La película la compré por carambola en los pasillos de la UCV, me gustó el título: “Cartas de París”, además nunca había visto una película ambientada en Georgia, un pequeño país euroasiático que a partir del siglo XIX formó parte del Imperio Ruso, hasta que la Revolución Bolchevique le concedió la independencia en 1917, para volvérsela a quitar en 1922. En 1991 Georgia por fin logró la autonomía.
Lo investigado en Wikipedia me cuenta menos de Georgia que “Depuis qu’Otar est parti”, título original de la ópera prima de la directora Julie Bertuccelli, premio de la crítica en el festival de Cannes del año 2003. Hasta entonces directora de documentales, Bertuccelli se estrenó en la ficción con la historia de tres mujeres: una anciana, su hija y su nieta; sólo rompen la rutina en sus tediosas vidas las cartas y llamadas desde París del único hombre de la familia, Otar, médico que decidió que mejor le iría como obrero ilegal en la capital francesa.

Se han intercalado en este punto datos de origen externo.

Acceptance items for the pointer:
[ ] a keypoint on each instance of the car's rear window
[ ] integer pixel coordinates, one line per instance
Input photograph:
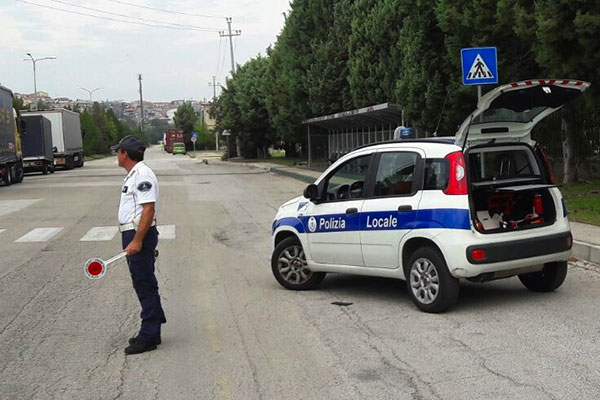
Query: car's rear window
(503, 163)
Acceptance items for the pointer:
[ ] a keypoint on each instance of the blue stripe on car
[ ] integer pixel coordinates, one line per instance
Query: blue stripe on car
(446, 218)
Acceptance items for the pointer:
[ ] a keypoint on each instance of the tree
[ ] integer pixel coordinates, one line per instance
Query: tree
(567, 46)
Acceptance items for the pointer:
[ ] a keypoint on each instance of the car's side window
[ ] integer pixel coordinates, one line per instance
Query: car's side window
(436, 174)
(395, 174)
(348, 181)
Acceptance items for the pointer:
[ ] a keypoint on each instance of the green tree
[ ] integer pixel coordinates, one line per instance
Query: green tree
(568, 47)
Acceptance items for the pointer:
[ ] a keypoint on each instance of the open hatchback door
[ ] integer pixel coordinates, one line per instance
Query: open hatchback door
(509, 112)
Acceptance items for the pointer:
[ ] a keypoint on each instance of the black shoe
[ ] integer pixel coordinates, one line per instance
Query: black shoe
(135, 339)
(140, 347)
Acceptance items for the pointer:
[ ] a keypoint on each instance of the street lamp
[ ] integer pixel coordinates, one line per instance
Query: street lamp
(90, 91)
(34, 60)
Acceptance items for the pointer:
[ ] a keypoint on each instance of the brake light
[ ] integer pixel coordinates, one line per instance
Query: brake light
(457, 182)
(478, 254)
(538, 205)
(546, 163)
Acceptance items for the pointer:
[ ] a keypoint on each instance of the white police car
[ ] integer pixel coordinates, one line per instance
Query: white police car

Eka, Marina y Ada viven en Tbilisi, una ciudad que ni que mi vida dependiera de ello habría sabido identificar como capital de Georgia (gracias Wikipedia), ciudad más europea que asiática, pero europea del este, fría, de calles de piedra, constantes apagones, y suculentas pastelerías, habitada por gente sencilla, medio tristona, quienes no viven en opulencia, pero comida no les falta en la mesa.
Eka (Esther Gorintin), la abuela, es una belleza de viejita de 90 años, consentida y consentidora, golosa, coqueta con su pelo blanco adornado de peinetas, algo malcriada, siempre pelea con su hija Marina que la acusa de Stalinista. “A mucha honra”, contesta la anciana. Marina (Nino Khomasuridze) es una sensual mujer que bordea los cincuenta años, resignada a las limitaciones de su vida, no sólo económicas sino también emocionales: su actual pareja es un hombre bueno del que desearía estar enamorada, pero la divierte sólo en la cama y la aburre en lo demás. Lo que más parece afectarle a Marina es que su madre no disimula la preferencia por su hijo varón. Y por último está Ada(Dinara Drukarova), apenas saliendo de la adolescencia, tan sombría que no parece una mujer joven; sus debilidades son la cultura francesa y su abuela.
La monótona pero tranquila vida de estas tres mujeres cambia no con una carta de París sino con una llamada de Niko, un amigo de Otar quien les informa que éste tuvo un grave accidente en el trabajo, no se atreve a investigar más porque él también está ilegal. Tras un trámite burocrático, Marina y Ada se enteran de que Otar no sobrevivió y fue sepultado en un cementerio de indigentes en París.
¿Cómo decírselo a Eka?
Ni Marina ni Ada se atreven, y así comienza el engaño, Ada falsifica la letra de su tío para que su amada abuela siga recibiendo cartas de París, en ellas explica que su actual trabajo le hace imposible seguir llamando. Eka se lo cree, o parece creérselo, pensaba yo, supuse que estaba ante una versión francesa-georgiana del famoso cuento de Julio Cortázar: La salud de los enfermos. Pero aunque la premisa es la misma: ocultarle con cartas forjadas a una anciana la muerte de su hijo consentido; el desenlace es diferente al cuento de Cortázar, pero igual de conmovedor.
Cartas de París es una hermosa película sobre la relación de una familia matriarcal y sobre las consecuencias de tratar de sostener una mentira. No es para todo público, es una película más de silencios que de palabras, que me alegra haber visto por casualidad.